Paradis fiscaux : de la libre concurrence à la définition de la société européenne.

Article publié le 22 mai 2013
Article publié le 22 mai 2013
Par Jeanne Heuré (en direct du sommet) Mercredi 22 mai 2013, 12h 30 : que doit-on attendre de ce sommet européen en termes de régulation financière ? Une déclaration commune sur les paradis fiscaux ? L’établissement d’un agenda vers la régulation des paradis fiscaux ? Soyons fous, l’abolition du secret bancaire ?

Lorsque les principes fondateurs de l’UE…

Concurrence et compétitivité : voici deux maîtres mots des affaires européennes.

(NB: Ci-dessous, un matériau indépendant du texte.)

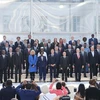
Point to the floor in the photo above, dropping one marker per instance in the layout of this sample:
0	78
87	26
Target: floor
71	82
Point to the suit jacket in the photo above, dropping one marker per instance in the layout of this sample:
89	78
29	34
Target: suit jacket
79	46
26	53
70	55
51	59
77	62
10	59
18	59
3	62
20	43
27	94
92	93
53	45
32	42
70	42
36	49
94	40
85	57
3	44
32	61
91	59
98	57
7	93
64	62
42	63
65	46
58	55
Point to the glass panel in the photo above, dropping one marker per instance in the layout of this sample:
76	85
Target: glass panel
14	16
21	16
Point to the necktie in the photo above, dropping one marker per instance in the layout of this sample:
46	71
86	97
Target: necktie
42	58
78	55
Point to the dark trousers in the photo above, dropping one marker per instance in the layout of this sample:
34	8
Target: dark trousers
78	75
57	68
32	75
18	73
42	73
3	71
52	70
71	70
93	70
10	69
64	75
27	67
84	70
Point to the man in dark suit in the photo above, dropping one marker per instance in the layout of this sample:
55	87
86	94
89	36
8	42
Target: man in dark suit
93	62
85	58
58	55
95	40
4	41
12	45
65	45
92	93
10	62
54	43
49	46
42	43
52	64
6	48
78	64
25	56
36	48
64	63
8	92
3	66
18	63
72	40
98	51
79	45
42	63
69	53
18	43
30	41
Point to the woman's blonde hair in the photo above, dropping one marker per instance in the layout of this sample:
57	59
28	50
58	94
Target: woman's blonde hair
32	52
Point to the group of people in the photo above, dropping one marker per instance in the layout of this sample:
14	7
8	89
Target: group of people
90	93
35	56
29	90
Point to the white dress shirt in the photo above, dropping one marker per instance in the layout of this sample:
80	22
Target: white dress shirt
47	96
92	53
44	54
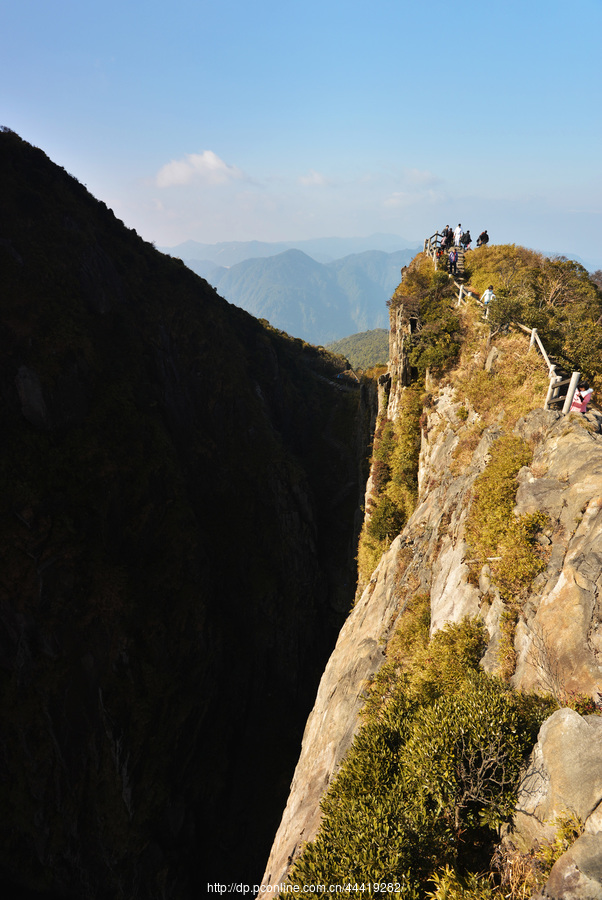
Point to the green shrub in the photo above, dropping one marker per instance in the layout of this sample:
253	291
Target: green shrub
432	772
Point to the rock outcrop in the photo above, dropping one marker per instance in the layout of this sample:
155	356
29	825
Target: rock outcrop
558	634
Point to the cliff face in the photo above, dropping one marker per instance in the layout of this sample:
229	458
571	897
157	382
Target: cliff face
557	638
179	486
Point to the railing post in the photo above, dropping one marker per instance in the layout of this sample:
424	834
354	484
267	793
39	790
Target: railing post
571	392
554	378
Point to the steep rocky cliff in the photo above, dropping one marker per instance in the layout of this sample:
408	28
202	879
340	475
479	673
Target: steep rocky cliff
178	515
555	642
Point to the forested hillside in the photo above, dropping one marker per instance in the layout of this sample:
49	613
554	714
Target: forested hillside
319	302
457	724
178	508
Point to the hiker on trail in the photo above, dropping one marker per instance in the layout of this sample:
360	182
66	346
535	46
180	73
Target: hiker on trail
486	299
446	236
580	399
453	261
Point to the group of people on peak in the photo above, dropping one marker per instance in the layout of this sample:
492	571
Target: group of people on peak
459	238
451	240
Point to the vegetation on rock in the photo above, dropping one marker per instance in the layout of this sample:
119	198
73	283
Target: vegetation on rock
432	772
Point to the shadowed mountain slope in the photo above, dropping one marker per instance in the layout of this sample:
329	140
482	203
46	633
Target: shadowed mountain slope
178	491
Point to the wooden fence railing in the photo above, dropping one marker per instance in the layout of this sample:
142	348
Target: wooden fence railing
561	390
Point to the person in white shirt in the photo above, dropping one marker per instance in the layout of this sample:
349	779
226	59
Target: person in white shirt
486	299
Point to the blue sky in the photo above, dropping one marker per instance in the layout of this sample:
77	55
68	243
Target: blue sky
232	120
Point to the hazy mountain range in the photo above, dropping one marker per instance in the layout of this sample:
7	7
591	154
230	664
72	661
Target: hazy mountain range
297	292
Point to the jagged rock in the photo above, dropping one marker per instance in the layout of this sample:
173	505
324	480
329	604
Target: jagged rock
564	776
577	875
33	405
564	480
559	642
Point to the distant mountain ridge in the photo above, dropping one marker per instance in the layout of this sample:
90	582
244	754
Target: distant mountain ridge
228	253
319	302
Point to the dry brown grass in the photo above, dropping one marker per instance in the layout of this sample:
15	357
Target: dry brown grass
518	383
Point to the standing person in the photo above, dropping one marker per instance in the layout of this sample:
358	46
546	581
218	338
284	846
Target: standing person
453	261
486	299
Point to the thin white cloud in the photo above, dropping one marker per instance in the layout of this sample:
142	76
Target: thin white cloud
204	168
313	179
421	177
402	199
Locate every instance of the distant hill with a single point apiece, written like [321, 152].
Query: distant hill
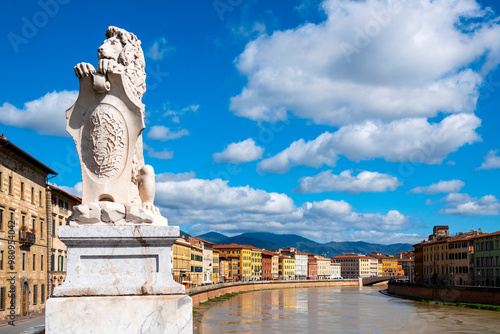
[213, 237]
[272, 241]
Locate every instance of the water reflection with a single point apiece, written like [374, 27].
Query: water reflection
[341, 310]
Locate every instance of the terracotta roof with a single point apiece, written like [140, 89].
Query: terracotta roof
[234, 246]
[65, 193]
[351, 257]
[266, 252]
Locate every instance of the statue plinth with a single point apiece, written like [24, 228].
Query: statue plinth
[119, 265]
[118, 261]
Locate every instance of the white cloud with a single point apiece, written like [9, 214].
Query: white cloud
[410, 60]
[206, 205]
[160, 132]
[491, 161]
[440, 187]
[164, 155]
[365, 181]
[159, 49]
[466, 205]
[243, 151]
[46, 115]
[412, 139]
[166, 177]
[177, 114]
[314, 153]
[75, 190]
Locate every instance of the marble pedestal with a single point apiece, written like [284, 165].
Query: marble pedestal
[120, 314]
[119, 280]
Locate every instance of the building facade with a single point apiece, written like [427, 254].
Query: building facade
[487, 259]
[62, 204]
[353, 266]
[24, 232]
[181, 267]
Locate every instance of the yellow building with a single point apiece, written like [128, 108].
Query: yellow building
[62, 206]
[244, 254]
[196, 265]
[324, 268]
[256, 264]
[286, 267]
[23, 232]
[181, 269]
[216, 275]
[353, 265]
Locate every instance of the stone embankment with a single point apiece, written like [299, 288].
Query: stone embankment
[203, 293]
[452, 294]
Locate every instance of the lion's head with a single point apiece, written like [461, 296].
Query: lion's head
[124, 47]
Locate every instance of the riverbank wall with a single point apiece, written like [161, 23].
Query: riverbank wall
[203, 293]
[451, 294]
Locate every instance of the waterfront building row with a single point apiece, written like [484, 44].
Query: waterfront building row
[470, 258]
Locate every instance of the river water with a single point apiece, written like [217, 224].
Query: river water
[341, 310]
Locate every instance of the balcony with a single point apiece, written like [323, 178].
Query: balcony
[26, 238]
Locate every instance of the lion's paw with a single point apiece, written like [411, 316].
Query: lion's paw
[84, 69]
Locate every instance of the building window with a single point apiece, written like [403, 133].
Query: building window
[3, 292]
[35, 294]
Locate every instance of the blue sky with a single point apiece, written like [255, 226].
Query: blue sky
[335, 120]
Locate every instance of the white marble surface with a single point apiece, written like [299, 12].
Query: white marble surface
[106, 123]
[124, 315]
[119, 260]
[110, 213]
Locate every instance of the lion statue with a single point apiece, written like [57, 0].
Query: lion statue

L’Union européenne promeut et garantie la mise en concurrence des entreprises qui la composent dans le but d’accroître l’importance du marché interne et de les rendre plus compétitives vis-à-vis du reste du monde. En d’autres termes, la concurrence (européenne) est perçue comme un mécanisme améliorant la qualité de l’offre (sur le territoire européen) et permettant à celle-ci d’être compétitive. Un mot bien effrayant pour caractériser un phénomène simple : est « compétitif » celui qui peut entrer en compétition avec les autres et qui a des chances de gagner des parts de marché.

…déterminent le fonctionnement des paradis fiscaux…

Et les paradis fiscaux dans tout ça… des entreprises comme les autres ? Ces centres financiers, qui offrent des services d’ouverture rapide et secrète de comptes bancaires dans le but d’y stocker des sommes d’argent non soumises aux impôts sont eux aussi mis en concurrence. Chacun d’entre eux cherche à se montrer plus « compétitif » que l'autre pour attirer le plus grand nombre de clients. Ainsi, la régulation des paradis fiscaux est assimilée à l’intervention du politique dans l’économie et, plus encore, au contrôle des gouvernements et des institutions européennes sur la libre concurrence : principe fondamental et sacré du marché européen et de la construction de l’UE.

…et en bloquent la régulation.

En essayant de lutter contre les paradis fiscaux par le biais de l’abolition du secret bancaire, les Etats membres semblent donc s’attaquer aux lois de la compétitivité parce que « psychologiquement », les clients se dirigeront vers des institutions financières qui garantissent le secret bancaire et semblent mieux les protéger plutôt que vers des établissements transparents au sein desquels ils se sentiront soumis à un contrôle permanent et surexposés au risque d’être pris en faute. A priori, abolir le secret bancaire au sein de l’Union européenne c’est donc empêcher les institutions financières d’être compétitives avec leurs concurrentes, celles qui couvrent le secret bancaire.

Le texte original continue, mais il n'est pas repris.